A major focus area for LaSalle is building an inclusive, fun, and values-driven team as the company grows. In fact, this goal is one of the reasons he applied to join the inaugural cohort of ACCEL—an accelerator from Greentown and Browning the Green Space (BGS) designed to support BIPOC-led startups by offering access to funding, networking connections, resources, and opportunities that structural inequities put out of reach. The program combines acceleration with a curated curriculum, incubation through Greentown membership, and extensive mentorship from Greentown and BGS’s networks of industry experts.

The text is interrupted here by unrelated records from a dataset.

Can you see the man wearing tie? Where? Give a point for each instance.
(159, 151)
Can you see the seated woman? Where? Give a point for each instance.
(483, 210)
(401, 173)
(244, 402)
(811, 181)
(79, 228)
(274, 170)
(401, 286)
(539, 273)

“I’ve never been at a diverse company before, and I want to learn how to build a healthy, inclusive, excellent, thriving, fun, and diverse company,” he says. “What does it mean to build that culture from the ground up? I felt I could get a lot of guidance in navigating that from this program.”

ACCEL is in its early weeks, but LaSalle shares that he’s excited to work with the accelerator’s expert mentors.

“On the business development side, ACCEL has curated a phenomenal list of mentors that have probably gone through virtually every challenge I’m going through and can speak to them. That was another big attraction to this program.”